The first few weeks of life are a critical time for brain development. ... Early insults to developing brains can result in altered neurodevelopment and ultimately, decreased human capital.
-- Dr. Shaun Morris, Huffington Post
The components of the portable toolkit have individually been shown to reduce the incidence of neonatal insults or provide early identification of danger signs so that prompt action can be taken. Community health workers will deliver the toolkit to pregnant women during their third trimester of pregnancy and will teach them how to correctly use the contents of the kit. It is important to highlight that caregivers and not community health workers will utilize the toolkit.
- Grand Challenges Canada
- Maternova, USA (maternova.net). Maternova is the supplier of ThermoSpot and mylar infant blankets.

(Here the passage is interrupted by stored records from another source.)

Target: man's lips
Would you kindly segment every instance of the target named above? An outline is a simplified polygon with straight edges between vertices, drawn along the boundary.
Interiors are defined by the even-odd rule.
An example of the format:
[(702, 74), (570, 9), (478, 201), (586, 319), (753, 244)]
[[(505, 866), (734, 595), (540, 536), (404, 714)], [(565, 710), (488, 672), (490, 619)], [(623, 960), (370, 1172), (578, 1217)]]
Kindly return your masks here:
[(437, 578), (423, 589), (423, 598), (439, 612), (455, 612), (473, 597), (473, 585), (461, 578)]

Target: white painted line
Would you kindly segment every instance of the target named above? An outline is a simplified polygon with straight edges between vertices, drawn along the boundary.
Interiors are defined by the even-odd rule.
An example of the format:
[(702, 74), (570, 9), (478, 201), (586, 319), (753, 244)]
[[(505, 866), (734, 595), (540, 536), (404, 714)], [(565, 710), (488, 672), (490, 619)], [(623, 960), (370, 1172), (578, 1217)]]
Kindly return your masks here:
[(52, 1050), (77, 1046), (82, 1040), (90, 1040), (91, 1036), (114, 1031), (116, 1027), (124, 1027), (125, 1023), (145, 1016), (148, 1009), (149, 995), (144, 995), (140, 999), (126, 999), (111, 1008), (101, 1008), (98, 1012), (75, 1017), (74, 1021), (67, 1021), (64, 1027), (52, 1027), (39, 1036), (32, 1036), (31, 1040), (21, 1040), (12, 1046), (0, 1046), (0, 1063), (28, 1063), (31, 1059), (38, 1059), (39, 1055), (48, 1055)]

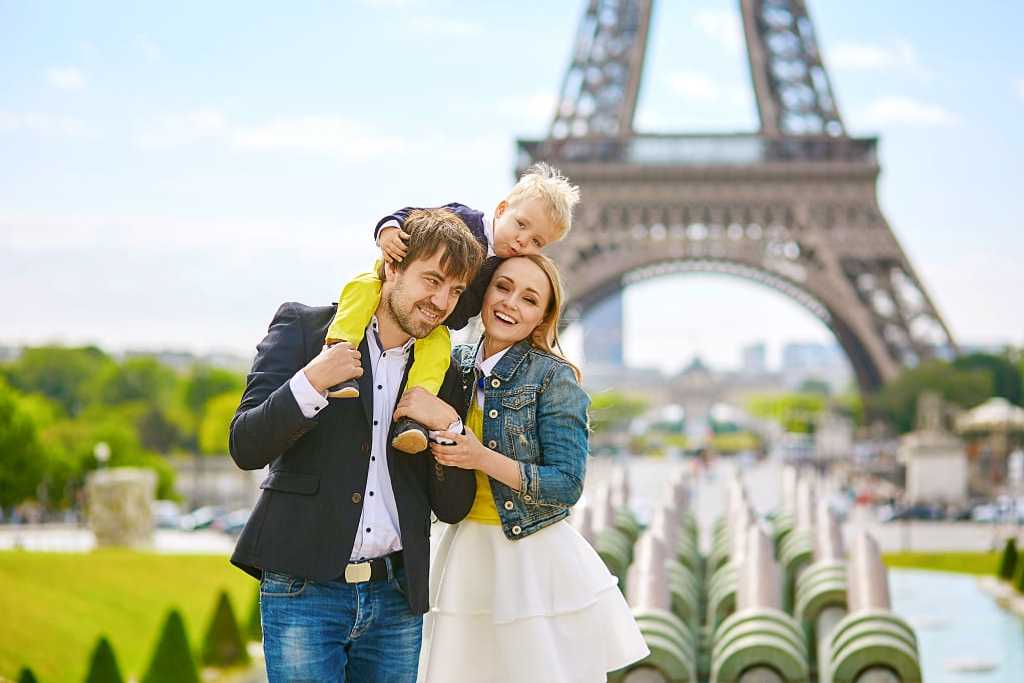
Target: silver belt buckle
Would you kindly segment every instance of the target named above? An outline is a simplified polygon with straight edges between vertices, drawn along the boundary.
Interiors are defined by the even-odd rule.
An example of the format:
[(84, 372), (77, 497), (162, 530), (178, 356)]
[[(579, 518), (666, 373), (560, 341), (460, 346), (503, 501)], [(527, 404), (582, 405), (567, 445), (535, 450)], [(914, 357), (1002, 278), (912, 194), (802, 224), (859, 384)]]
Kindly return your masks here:
[(370, 581), (370, 562), (356, 562), (345, 565), (346, 584), (365, 584)]

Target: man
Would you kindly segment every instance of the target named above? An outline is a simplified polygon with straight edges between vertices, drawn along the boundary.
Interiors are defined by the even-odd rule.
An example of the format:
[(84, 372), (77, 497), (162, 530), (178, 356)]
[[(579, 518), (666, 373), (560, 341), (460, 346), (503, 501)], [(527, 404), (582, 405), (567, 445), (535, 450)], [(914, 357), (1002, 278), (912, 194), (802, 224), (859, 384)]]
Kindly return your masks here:
[[(335, 306), (284, 304), (231, 421), (239, 467), (270, 465), (231, 562), (260, 579), (271, 682), (413, 683), (430, 512), (456, 522), (473, 503), (472, 471), (443, 467), (429, 451), (402, 454), (388, 438), (413, 343), (447, 317), (483, 258), (450, 212), (419, 212), (411, 223), (406, 259), (383, 266), (358, 350), (318, 348)], [(358, 399), (326, 398), (352, 378)], [(455, 369), (438, 393), (460, 415), (462, 388)]]

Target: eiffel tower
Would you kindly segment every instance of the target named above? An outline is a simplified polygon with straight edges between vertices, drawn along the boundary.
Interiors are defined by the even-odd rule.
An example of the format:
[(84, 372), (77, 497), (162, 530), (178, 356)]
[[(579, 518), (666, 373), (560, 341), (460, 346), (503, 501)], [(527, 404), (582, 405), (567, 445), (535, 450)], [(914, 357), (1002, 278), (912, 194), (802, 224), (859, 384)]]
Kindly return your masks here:
[(760, 118), (752, 133), (634, 131), (652, 5), (587, 1), (548, 135), (518, 140), (520, 171), (548, 161), (583, 190), (572, 231), (550, 250), (566, 317), (633, 283), (717, 272), (807, 308), (862, 391), (953, 355), (879, 207), (878, 138), (847, 134), (804, 0), (739, 0)]

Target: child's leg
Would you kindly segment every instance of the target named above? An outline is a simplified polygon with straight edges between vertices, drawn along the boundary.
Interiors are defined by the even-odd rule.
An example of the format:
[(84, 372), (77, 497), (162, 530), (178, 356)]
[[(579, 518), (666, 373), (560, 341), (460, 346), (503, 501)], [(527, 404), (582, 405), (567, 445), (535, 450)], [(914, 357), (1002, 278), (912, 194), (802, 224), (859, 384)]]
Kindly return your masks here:
[(452, 336), (447, 328), (439, 325), (423, 339), (417, 339), (414, 348), (416, 354), (406, 388), (423, 387), (436, 396), (452, 362)]
[[(413, 367), (409, 369), (406, 390), (418, 386), (436, 396), (452, 362), (452, 337), (447, 328), (438, 326), (423, 339), (417, 339), (414, 348)], [(411, 418), (397, 421), (391, 445), (406, 453), (420, 453), (427, 444), (426, 427)]]
[(360, 272), (345, 283), (338, 297), (338, 311), (327, 329), (325, 343), (347, 341), (358, 347), (380, 300), (381, 281), (376, 270)]

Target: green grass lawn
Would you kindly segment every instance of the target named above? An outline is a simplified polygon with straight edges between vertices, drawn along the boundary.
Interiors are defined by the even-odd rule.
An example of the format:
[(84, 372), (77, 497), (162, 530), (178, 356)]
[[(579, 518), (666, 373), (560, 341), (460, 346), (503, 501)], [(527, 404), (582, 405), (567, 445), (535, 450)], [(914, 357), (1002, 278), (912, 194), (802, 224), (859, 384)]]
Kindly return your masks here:
[(100, 635), (122, 676), (141, 678), (168, 610), (198, 653), (223, 589), (244, 628), (257, 584), (223, 556), (0, 552), (0, 678), (29, 666), (40, 683), (82, 681)]
[(995, 575), (1000, 553), (888, 553), (886, 566)]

- Baby Hero, Hong Kong (babyhe.ro). For every item purchased from Baby Hero, three kit components are donated (clean birth kit, antiseptic lotion, and emollient).

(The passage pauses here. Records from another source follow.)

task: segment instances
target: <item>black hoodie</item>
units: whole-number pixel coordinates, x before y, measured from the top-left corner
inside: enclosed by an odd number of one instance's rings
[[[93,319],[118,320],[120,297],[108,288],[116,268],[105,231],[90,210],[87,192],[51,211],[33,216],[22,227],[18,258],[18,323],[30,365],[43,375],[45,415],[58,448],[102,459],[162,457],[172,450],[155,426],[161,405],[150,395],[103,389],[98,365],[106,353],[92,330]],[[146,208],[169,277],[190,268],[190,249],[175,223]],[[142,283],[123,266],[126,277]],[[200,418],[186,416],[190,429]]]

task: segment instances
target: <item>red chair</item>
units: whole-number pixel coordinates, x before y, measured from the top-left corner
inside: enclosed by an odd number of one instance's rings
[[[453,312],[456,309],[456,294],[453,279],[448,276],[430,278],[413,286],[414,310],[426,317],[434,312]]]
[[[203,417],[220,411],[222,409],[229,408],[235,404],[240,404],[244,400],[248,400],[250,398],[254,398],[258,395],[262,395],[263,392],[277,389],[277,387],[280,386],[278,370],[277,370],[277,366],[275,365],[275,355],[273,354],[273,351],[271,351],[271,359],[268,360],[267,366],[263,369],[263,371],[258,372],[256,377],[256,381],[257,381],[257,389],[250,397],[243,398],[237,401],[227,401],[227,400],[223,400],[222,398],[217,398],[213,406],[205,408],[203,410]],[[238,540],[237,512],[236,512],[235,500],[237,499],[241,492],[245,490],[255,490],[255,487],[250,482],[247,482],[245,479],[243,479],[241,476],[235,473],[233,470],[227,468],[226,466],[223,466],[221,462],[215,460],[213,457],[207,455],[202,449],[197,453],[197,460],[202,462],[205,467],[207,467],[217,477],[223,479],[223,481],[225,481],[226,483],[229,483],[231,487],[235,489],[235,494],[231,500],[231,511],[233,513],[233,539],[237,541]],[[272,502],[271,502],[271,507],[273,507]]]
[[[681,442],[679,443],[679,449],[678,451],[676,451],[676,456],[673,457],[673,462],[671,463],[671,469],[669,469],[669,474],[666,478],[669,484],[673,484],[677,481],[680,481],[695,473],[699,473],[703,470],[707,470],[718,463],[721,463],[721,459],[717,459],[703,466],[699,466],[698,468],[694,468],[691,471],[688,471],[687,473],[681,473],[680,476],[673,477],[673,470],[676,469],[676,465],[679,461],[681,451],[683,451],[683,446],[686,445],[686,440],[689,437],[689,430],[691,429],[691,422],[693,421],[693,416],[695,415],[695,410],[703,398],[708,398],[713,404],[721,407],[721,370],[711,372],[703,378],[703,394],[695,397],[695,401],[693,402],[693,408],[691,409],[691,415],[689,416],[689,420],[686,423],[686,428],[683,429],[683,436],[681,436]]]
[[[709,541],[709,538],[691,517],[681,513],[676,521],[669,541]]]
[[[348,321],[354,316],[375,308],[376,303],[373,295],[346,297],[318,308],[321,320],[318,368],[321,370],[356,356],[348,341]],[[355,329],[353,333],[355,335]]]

- Cooperation and support from all levels of Kenyan government.
- Cooperation and engagement from community health workers.
- Caregiver engagement.
- Ease of use of intervention.
- Acceptability of the intervention in the community.
- Affordability of the intervention.
Deeply ingrained human behaviors and beliefs may be difficult to change. For example, in some settings harmful substances are frequently applied to the umbilical stump. It may be difficult to convince participants to replace the use of familiar, yet harmful substances, with safe substitutes they are not familiar with.
If the kit improves neurodevelopment and reduces newborn mortality we will explore options for sustainable larger-scale roll out including options for incorporating the kit into the routine community health worker program in Kenya.
Through support from the Stars in Global Health program at Grand Challenges Canada, the impact of the toolkit on newborn mortality is also being evaluated in Rahimyar Khan, Pakistan.
The impact of the newborn kit, newborn stimulation program, and newborn kit plus stimulation program on neurodevelopment will be evaluated at 12 months of age through the Kilifi Developmental Inventory (KDI) assessment. The KDI was designed in Kenya to assess the psychomotor function of children aged 6 to 35 months of age in resource-limited settings.
The impact of the interventions on newborn mortality will be evaluated through questionnaires administered to caregivers on day 1, 3, 7, 14, and 28 of the newborn’s life.